Big Star, #1 Record / Radio City
Somewhere, armchair critics and befuddled Yankees are quibbling, neatly filing the first two records of Alex Chilton and Chris Bell away under "power pop." Yet, like Elvis and obvious Chilton precursor Jerry Lee Lewis, what else is Big Star's music really, released as it was on Memphis 'own Ardent label (distributed through Stax, home of Otis Redding), recorded at the city's Ardent Studios by Dixie Fried auteur Jim Dickinson and named for a local supermarket chain? 'Spose if they'd been named "Piggly Wiggly" or "Winn-Dixie," there'd be less palaver. Of course, the long unsung quartet ascended to Rock Snob Encyclopedia fame mostly from laurels tossed their way over the past two decades by fellow Southern modernists R.E.M., who spearheaded the renaissance of Big Star-philia, Brits with Americana-envy and Midwesterners like the Replacements and Wilco, but the current Southern rock vanguard is hip, and includes tacit reclamation of Memphis 'finest among the twisted skeins of their respective aural missions.

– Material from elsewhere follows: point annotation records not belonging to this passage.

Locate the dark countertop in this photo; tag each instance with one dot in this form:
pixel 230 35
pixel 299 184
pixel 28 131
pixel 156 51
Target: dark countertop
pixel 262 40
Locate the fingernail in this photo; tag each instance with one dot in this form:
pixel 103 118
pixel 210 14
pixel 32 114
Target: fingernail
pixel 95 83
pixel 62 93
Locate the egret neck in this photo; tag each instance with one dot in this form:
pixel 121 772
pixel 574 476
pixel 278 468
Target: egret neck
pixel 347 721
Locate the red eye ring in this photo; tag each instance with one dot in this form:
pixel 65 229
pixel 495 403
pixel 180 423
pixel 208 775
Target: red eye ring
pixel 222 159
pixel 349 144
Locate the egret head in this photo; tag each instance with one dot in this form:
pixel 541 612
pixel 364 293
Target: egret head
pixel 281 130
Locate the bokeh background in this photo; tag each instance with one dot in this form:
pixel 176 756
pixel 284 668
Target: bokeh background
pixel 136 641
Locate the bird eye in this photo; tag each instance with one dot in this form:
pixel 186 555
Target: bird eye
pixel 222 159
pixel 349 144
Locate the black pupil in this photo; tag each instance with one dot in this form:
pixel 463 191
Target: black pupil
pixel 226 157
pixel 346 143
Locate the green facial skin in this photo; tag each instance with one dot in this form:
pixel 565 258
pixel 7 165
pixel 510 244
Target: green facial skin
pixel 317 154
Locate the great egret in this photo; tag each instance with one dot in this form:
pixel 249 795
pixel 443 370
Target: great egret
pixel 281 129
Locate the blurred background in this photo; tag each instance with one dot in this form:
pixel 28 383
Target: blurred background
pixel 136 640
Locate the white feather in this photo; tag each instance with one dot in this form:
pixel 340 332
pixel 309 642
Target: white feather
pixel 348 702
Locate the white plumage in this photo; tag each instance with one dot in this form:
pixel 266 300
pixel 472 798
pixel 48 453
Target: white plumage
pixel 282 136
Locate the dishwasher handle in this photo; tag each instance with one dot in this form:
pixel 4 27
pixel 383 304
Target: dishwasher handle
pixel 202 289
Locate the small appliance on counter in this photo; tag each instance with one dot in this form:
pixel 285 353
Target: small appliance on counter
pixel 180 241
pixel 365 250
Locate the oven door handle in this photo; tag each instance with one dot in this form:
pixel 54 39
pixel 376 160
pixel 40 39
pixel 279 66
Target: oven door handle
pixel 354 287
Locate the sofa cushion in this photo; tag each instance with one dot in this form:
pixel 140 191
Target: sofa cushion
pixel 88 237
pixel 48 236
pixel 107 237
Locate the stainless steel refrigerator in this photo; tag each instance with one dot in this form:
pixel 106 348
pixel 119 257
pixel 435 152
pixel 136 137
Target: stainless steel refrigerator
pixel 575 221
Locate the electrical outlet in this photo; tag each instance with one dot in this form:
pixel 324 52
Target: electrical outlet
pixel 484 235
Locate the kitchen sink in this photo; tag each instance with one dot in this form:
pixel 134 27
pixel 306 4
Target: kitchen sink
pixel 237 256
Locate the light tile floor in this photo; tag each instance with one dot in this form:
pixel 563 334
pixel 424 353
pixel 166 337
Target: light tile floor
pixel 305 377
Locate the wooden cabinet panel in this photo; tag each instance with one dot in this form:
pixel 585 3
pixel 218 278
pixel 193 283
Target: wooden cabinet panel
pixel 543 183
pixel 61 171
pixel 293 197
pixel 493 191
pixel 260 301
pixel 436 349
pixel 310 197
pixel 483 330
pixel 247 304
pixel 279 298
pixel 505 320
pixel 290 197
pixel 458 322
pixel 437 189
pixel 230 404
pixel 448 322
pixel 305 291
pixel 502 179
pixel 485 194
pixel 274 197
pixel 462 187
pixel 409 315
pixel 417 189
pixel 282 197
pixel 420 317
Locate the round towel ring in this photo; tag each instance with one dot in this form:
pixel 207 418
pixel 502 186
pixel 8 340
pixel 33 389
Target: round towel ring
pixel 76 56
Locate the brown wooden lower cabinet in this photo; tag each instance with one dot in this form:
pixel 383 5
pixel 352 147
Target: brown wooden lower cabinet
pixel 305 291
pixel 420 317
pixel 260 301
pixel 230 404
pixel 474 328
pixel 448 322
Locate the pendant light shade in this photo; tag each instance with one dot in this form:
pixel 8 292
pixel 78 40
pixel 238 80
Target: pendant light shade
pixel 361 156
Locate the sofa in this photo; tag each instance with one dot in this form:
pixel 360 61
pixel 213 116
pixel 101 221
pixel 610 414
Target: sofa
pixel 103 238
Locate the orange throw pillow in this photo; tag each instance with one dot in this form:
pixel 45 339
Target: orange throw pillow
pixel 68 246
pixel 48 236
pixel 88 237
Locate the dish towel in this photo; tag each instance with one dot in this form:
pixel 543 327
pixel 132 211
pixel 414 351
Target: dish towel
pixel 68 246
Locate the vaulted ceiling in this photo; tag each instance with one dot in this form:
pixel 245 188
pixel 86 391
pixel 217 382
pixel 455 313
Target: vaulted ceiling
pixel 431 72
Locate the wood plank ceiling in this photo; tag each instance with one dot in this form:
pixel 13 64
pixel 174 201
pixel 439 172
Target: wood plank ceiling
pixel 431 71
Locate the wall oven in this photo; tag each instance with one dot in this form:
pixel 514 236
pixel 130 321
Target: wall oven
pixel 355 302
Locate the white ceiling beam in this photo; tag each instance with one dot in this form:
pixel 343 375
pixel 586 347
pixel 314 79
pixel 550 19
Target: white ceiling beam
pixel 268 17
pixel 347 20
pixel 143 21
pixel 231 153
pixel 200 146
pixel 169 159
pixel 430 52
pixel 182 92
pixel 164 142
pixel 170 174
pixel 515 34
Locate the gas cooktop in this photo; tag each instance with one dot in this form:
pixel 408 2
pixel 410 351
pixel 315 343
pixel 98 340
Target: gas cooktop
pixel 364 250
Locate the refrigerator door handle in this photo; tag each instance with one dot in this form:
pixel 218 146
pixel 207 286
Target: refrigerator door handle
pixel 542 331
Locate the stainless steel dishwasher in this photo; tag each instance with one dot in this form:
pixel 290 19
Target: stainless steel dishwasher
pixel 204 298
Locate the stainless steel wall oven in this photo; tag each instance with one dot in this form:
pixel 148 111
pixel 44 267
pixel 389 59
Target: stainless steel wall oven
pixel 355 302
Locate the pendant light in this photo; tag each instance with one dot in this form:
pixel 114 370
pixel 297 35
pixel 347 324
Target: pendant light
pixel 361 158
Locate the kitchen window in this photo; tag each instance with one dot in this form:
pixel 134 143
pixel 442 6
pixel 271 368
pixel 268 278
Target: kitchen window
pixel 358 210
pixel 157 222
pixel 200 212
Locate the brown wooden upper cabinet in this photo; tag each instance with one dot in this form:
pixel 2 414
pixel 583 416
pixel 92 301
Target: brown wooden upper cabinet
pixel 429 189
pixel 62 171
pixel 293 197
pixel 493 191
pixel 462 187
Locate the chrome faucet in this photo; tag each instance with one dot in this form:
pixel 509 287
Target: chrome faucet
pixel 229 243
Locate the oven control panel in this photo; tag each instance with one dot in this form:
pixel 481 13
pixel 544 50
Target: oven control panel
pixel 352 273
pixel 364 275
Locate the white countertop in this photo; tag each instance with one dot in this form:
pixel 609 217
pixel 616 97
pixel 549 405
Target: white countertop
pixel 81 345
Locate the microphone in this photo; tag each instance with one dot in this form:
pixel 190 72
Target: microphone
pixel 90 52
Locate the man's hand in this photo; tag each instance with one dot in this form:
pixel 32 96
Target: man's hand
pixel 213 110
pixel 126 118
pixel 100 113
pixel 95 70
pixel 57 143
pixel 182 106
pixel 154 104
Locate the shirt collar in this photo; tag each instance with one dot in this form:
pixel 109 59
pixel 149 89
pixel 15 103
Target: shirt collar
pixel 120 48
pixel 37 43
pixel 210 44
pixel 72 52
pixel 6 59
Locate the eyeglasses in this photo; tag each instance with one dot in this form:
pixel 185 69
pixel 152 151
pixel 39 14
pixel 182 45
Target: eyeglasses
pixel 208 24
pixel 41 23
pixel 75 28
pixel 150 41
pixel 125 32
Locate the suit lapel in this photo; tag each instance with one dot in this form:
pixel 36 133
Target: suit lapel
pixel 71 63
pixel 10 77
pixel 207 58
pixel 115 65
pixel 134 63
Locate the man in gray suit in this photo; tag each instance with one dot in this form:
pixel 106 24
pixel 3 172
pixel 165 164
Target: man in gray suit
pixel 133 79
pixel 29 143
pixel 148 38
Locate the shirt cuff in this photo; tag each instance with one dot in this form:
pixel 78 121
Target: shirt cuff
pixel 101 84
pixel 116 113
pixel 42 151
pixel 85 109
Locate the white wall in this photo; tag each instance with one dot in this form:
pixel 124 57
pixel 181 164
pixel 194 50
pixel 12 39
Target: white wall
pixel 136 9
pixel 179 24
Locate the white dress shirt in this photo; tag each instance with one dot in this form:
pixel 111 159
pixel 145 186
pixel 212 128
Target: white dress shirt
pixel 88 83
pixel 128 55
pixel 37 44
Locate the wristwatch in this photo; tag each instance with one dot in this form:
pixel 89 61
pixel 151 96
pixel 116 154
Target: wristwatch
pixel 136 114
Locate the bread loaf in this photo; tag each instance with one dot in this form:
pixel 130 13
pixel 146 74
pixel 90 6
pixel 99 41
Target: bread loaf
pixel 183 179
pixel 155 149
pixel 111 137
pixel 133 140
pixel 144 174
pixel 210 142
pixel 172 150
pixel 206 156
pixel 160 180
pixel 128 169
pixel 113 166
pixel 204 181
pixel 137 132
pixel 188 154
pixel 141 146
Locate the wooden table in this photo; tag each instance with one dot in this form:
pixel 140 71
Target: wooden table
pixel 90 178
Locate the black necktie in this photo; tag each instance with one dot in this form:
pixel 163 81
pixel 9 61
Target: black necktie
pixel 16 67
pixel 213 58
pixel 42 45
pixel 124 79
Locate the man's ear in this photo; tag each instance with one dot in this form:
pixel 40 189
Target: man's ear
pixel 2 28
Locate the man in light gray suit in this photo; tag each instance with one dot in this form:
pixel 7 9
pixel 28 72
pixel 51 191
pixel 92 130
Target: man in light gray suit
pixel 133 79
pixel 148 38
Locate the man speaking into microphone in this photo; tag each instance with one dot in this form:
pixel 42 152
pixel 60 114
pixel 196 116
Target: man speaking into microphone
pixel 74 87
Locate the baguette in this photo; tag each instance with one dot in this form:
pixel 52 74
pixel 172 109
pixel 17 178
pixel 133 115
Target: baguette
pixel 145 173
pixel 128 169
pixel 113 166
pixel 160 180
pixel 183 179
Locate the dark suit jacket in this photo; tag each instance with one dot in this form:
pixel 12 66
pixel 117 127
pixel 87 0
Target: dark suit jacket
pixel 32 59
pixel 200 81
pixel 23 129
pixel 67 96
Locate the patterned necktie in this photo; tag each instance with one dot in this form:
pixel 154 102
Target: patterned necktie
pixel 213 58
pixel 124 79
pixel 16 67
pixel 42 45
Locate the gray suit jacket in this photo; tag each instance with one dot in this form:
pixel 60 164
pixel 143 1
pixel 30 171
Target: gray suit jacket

To be sure, Bell's post-band masterpiece I Am the Cosmos more overtly alludes to every suhthuhn boy's primary concern — God — but the lyrical themes, attenuated gospel-derived harmonies and underdog perspective of the mostly gorgeous, magnificent songs throughout both these albums sketch a peculiarly Southern point of view. So what if they openly adored the Beatles? The Allman Brothers were spurred to action by Cream and the San Francisco Sound and no one thought they were Anglophiles or Haight Street hippie wannabes. "Thirteen," that quintessential tale of young love, is like the sonic rendering of a William Eggleston photograph, and "The Ballad of El Goodo" is often like one shot by Eudora Welty. Crossover was king of the late modern epoch and Big Star — Chilton, especially — were masters of the game, wedding their collective Southern gothic demons (and guitar-as-snake in the grass) to girl group-worthy pop on "When My Baby's Beside Me," "In the Street" spiced with sun-kissed SoCal beach-canyonisms, virtual Witchseason folk "The India Song" and the twang riff-happy, mongoloid Cousin of Boogie "O My Soul." Chilton himself remains an idiosyncratic purveyor of hardcore blue-eyed soul at its very best.